One of Stanly’s earliest educators built school for Black children
While many Stanly County residents have heard of Elbert Edwin “E.E.” Waddell, an educator at the old Kingville High School during the mid-20th century whose name is synonymous with the community center in South Albemarle, few have probably heard of H.S. Sellers, one of his Black educational predecessors.
Born sometime in the late 1850s to early 1860s, Sellers originally moved from Chatham County to the southern part of Stanly County in the early 1890s, according to historian Lewis Bramlett.
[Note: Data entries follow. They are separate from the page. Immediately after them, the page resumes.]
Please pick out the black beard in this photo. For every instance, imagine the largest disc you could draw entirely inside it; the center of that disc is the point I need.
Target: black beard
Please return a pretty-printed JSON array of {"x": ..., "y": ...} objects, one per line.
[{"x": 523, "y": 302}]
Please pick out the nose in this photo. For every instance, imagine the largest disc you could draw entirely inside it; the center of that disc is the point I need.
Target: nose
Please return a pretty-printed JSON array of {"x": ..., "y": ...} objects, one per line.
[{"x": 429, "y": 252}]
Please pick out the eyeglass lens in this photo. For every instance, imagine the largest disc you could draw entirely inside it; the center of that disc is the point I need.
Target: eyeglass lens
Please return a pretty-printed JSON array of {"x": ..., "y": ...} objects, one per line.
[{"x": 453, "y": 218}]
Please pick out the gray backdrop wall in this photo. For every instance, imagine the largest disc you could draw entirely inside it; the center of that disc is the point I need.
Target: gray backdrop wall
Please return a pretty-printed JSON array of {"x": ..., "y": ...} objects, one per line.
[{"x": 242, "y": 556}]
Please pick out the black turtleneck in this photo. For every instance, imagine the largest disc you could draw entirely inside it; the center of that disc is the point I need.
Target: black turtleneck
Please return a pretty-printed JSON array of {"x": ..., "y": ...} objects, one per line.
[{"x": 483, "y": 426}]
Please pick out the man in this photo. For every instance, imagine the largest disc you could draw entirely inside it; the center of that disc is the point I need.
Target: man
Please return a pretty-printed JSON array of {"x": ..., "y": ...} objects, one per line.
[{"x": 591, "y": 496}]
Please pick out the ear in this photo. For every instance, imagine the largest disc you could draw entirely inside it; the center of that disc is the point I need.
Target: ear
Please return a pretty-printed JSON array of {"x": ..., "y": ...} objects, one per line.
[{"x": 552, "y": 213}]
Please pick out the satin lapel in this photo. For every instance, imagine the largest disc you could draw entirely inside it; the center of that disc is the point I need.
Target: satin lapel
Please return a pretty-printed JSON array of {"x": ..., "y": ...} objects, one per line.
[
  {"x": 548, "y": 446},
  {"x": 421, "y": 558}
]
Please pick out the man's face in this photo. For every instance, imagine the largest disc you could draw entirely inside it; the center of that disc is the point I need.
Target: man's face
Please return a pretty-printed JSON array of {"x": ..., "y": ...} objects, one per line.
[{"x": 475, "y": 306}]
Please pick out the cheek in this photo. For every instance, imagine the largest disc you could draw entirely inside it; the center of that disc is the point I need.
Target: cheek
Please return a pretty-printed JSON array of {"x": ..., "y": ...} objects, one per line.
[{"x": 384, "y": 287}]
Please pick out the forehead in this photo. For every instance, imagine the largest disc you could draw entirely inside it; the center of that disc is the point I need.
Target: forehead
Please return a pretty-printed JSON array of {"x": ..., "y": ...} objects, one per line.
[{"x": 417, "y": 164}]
After originally teaching in a small school room, Sellers, who attended Shaw University in Raleigh, soon built his own preparatory school for Black children called the Carr Academy.
Bramlett notes that according to the March 31, 1892 edition of the Southern Vidette, a newspaper that was based in Norwood, Sellers was a supporter of industrialist Julian S. Carr, who ran for lieutenant governor in 1880 and later for U.S. senator, “so this is possibly the reason for the name of his school.”
Incorporated by the General Assembly of the State of North Carolina on Feb. 9, 1893, the Carr Academy served Black students in Stanly and surrounding counties.
“This was very important for the community, as there were not a lot of learning opportunities available for African American children at the time,” Stanly County Historical Director Megan Sullivan said.
According to his obituary, published in the Stanly News & Press in 1937, “he was really the pioneer teacher of his race in this section” and gave Black people “their first real opportunity to secure the foundation of an education.”
The school building burned after a few years and Sellers went on to teach at the Norwood Colored School, where classes were held at Bennettsville A.M.E. Zion Church. (Bramlett notes this was before the creation of the Rosenwald schools in the early 20th century for Black children throughout 15 southern states.)
He was teaching in Cottonville when he died of pneumonia in January 1937. His obituary estimated that Sellers was around 80 years old when he passed. Funeral services were held at the Bennettsville Church in Norwood.
He is buried at the church and shares another name on his gravestone (Captoria Lilly, who was born in 1860 and died in 1932), indicating that he was possibly married, though no written record exists. The death year on the gravestone is incorrect.
His obituary said Sellers “was of great service to his people of this section with whom he labored for more than two decades.”